Liquor Control Inspector Wilson and City Policeman Foster testified that they drove up to a residence in the Latin-American section of the City of Lubbock on the night in question and a girl about 14 years old walked up to their automobile. They told her they wanted two quarts of beer; *765 she turned to the appellant who was at the front door, and he instructed the girl that "they are all right"; whereupon she instructed them to drive into the driveway. The appellant went around the back of the house and returned with two quarts of Schlitz beer, which he sold them for two dollars. Wilson notified the appellant that he was under arrest, but the appellant fled. Wilson caught the appellant as he entered the lighted kitchen and pulled him out. The girl and another Latin-American woman pulled the officers loose from the appellant, and he finally effected his escape. Appellant was arrested some three weeks later.

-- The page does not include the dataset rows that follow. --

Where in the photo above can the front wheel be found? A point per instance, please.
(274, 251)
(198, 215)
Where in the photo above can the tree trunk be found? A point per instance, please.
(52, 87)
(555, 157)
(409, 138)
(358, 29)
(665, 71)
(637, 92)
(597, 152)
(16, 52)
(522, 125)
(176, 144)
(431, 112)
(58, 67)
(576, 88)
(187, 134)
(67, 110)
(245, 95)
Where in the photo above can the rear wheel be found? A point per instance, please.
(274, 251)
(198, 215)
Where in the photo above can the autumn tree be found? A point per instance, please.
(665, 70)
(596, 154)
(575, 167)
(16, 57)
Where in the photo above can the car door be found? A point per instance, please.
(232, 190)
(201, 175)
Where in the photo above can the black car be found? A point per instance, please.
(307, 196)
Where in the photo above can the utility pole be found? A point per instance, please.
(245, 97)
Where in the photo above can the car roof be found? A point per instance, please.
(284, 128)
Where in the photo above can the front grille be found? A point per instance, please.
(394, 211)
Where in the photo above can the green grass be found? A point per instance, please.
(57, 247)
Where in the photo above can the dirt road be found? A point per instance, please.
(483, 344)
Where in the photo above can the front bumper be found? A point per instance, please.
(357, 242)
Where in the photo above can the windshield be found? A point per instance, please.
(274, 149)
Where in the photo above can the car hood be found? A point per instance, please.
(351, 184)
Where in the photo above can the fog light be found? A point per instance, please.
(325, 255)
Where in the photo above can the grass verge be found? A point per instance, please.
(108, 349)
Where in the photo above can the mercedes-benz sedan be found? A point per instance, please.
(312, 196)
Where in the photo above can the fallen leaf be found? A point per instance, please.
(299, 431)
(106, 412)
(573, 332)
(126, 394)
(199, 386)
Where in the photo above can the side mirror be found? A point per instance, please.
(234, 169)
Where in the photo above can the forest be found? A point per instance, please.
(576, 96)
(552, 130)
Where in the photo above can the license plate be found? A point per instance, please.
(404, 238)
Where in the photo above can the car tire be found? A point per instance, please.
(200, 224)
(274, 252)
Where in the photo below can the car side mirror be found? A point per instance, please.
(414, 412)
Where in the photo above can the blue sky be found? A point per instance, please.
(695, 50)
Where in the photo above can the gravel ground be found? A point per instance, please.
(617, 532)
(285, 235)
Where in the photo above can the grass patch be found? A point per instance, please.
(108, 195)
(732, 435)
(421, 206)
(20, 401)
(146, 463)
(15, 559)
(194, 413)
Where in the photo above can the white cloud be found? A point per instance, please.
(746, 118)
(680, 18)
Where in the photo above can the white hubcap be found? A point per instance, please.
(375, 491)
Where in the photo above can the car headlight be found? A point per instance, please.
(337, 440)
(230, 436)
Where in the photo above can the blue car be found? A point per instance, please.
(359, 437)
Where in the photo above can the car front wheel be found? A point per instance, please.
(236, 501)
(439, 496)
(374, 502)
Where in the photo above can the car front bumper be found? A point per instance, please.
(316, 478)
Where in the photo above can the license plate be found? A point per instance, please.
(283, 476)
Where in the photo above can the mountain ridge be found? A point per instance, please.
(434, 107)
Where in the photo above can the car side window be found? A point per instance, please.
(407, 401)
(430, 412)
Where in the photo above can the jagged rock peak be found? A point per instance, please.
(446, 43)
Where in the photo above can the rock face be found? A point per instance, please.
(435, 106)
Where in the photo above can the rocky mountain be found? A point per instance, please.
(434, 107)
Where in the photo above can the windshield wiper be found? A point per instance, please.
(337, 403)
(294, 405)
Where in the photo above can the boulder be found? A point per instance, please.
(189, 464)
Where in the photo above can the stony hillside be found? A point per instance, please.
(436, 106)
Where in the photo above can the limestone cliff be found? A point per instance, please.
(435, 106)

Appellant, his wife and their relatives and friends testified that it was one Perfecto Hernandez who made the sale of beer to and escaped from the officers and that the appellant was in Midland on the day in question.
The jury resolved the issue of alibi against the appellant, and the evidence supports their verdict.
The sole question presented for review is the failure of the trial court to grant appellant's motion for new trial based upon alleged newly discovered evidence. Appellant's motion for new trial was sworn to by the appellant before the attorney who represented him on the trial and on the motion and cannot be considered. Ferguson v. State, 159 Tex.Cr.R. 169, 261 S.W.2d 721, 722.
We observe, however, that the court qualified the bill by certifying that no subpoena was issued for the missing witness Perfecto Hernandez prior to the trial, that no motion for continuance was filed prior to the trial setting forth the absence of the witness, and that at the trial several witnesses testified that it was Perfecto Hernandez instead of the appellant who made the sale involved in this prosecution. There was a complete lack of diligence shown. Gephart v. State, 157 Tex. Cr.R. 414, 249 S.W.2d 612, is authority for the rule that an accused cannot hold back a witness to insure a new trial if the verdict goes against him.
Finding no reversible error, the judgment of the trial court is affirmed.